I tried to be part of day-to-day care decisions for my father during a recent hospitalisation for heart failure. The Joint Commission's Speak Up programme ‘urges patients to take an active role in preventing health care errors by becoming involved and informed participants on their health care team’. Despite the implementation of programmes such as these, barriers to hearing the patient's voice persist. Our request to include my husband, who is a physician, in my father's care discussions so that he could help the non-clinicians in the family understand what was happening, was met with a lukewarm reception: the staff physician offered to send him a discharge summary. Perhaps requests to be involved in care are perceived as questioning physician behaviour—something Pronovost13 notes that the healthcare culture still does not support. My profession is in the healthcare field and I have little trouble asserting myself in most situations. Yet, I was patently unsuccessful when I tried to speak up and ask questions regarding my father's care. This does not bode well for other patients and families, particularly those with low levels of health literacy, not to mention members of marginalised communities. In sum, consideration of including ‘speaking up by patients’ would constitute a welcome next step in developing measures of speaking up climate.
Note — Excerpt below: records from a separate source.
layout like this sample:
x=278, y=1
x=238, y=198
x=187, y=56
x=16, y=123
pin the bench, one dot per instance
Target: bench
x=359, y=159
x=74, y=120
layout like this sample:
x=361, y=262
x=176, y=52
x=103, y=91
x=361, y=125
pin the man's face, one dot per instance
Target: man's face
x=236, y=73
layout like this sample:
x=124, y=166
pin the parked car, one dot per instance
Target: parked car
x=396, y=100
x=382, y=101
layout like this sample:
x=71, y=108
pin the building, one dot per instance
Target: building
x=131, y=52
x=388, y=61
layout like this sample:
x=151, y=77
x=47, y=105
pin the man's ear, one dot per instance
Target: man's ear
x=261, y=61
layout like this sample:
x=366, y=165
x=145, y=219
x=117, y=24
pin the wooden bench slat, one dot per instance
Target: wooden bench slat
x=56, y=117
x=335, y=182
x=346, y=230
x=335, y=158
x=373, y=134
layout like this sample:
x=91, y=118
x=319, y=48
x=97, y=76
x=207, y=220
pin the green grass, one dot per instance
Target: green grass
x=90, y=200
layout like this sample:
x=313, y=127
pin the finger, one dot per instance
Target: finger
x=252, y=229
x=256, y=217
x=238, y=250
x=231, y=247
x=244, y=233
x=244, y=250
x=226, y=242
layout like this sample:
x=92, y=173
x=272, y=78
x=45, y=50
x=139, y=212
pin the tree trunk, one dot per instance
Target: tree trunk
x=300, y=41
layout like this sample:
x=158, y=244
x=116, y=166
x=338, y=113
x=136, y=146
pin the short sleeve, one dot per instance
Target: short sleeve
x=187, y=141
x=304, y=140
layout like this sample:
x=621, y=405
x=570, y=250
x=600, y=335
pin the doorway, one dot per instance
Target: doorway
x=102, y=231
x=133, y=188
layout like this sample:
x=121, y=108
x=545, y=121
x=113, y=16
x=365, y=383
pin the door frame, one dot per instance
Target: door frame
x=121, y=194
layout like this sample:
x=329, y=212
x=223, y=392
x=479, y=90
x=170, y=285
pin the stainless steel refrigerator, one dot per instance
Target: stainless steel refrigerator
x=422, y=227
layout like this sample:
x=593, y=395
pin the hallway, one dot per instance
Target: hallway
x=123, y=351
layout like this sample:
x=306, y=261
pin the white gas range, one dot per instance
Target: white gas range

In this early stage of considering and measuring speaking up climate, hopefully we can avoid the pitfalls associated with the measurement of safety climate,14 where measures evolved and expanded in ways conceptually inconsistent with the definition of safety climate. Going forward, the field would benefit from deeper theoretical development and empirical inquiry regarding the definition of speaking up climate, its conceptual boundaries, its dimensionality, as well as its antecedents and outcomes. Finally, patients’ experiences with speaking up are central to a positive patient experience and good patient care. We would therefore be wise to include the patient perspective in any new speaking up frameworks that emerge.
Competing interests None declared.
Provenance and peer review Commissioned; internally peer reviewed.